In the longer term, the results generated here will impact broader questions related to the sustainable control of helminths that infect humans and animals globally. Over 1.5 billion people worldwide are infected with one or more helminth species at any given time, and countless animals are exposed or infected, such that human helminth infections are the target of large scale mass drug administration campaigns, and in veterinary settings, millions of animals worldwide are prophylactically treated with drugs to prevent and/or cure infection. Resistance to the few drugs available is already widespread in helminths of veterinary animals, while evidence of resistance is emerging in human-infective helminths treated with these same few compounds. New approaches to control these infections and manage resistance to maintain the efficacy of these drugs are desperately needed. The data generated here will inform this goal in a number of ways:
- A comprehensive understanding of the genome diversity at single-cell resolution will likely identify novel targets for alternative means to control the parasite;
- Understanding the relationship between phenotypic and genetic responses to resistance will allow for more precise diagnostic testing of resistance in the field, the detection of which may allow early intervention before there is an impact on human and/or animal health;
- Understanding fitness costs associated with resistant alleles will feed back into refugia-based management strategies that aim to limit the accumulation of resistant alleles;
- Surveillance of helminths using genomic tools will become increasingly common in health programs that aim to characterise, for example, treatment efficacy, transmission dynamics, and population decline toward infection elimination; the theoretical and empirical frameworks developed here will inform the development of such tools to monitor and/or predict change in helminth populations over time using genetic variation.
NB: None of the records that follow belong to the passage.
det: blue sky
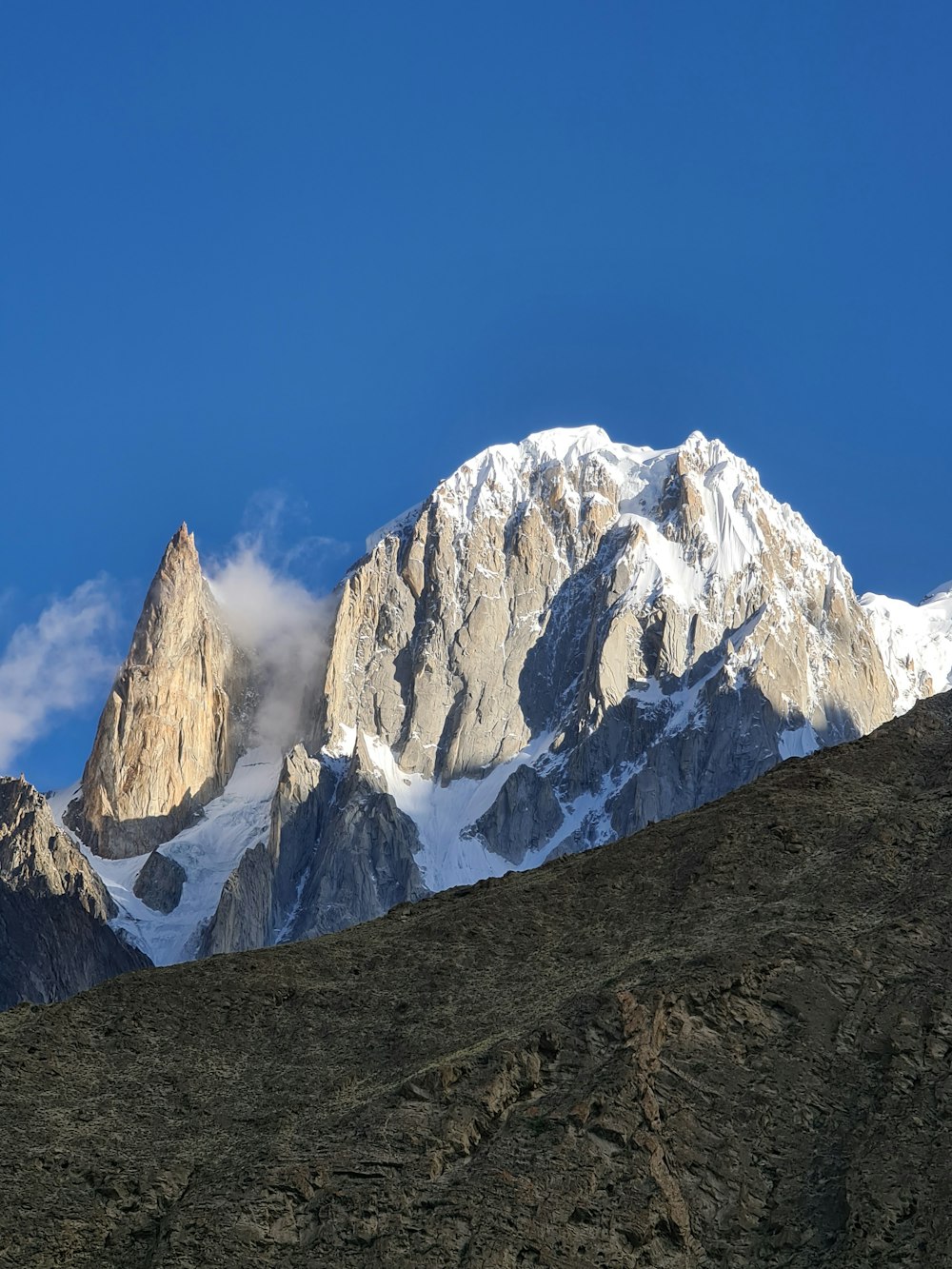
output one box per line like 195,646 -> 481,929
0,0 -> 952,785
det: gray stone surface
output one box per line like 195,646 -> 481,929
132,850 -> 186,912
68,525 -> 250,858
0,778 -> 149,1009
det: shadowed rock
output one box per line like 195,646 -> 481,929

Finally, the flexibility and extended support that the UKRI Future Leaders Fellowship provides will positively impact my career progression as I establish an independent research group, and research agenda toward understanding aspects of the population biology of helminths using cutting-edge genomics. Further, the research proposed will also provide exciting opportunities for the PDF to receive training and acquisition of new skills that will benefit their career development towards independence.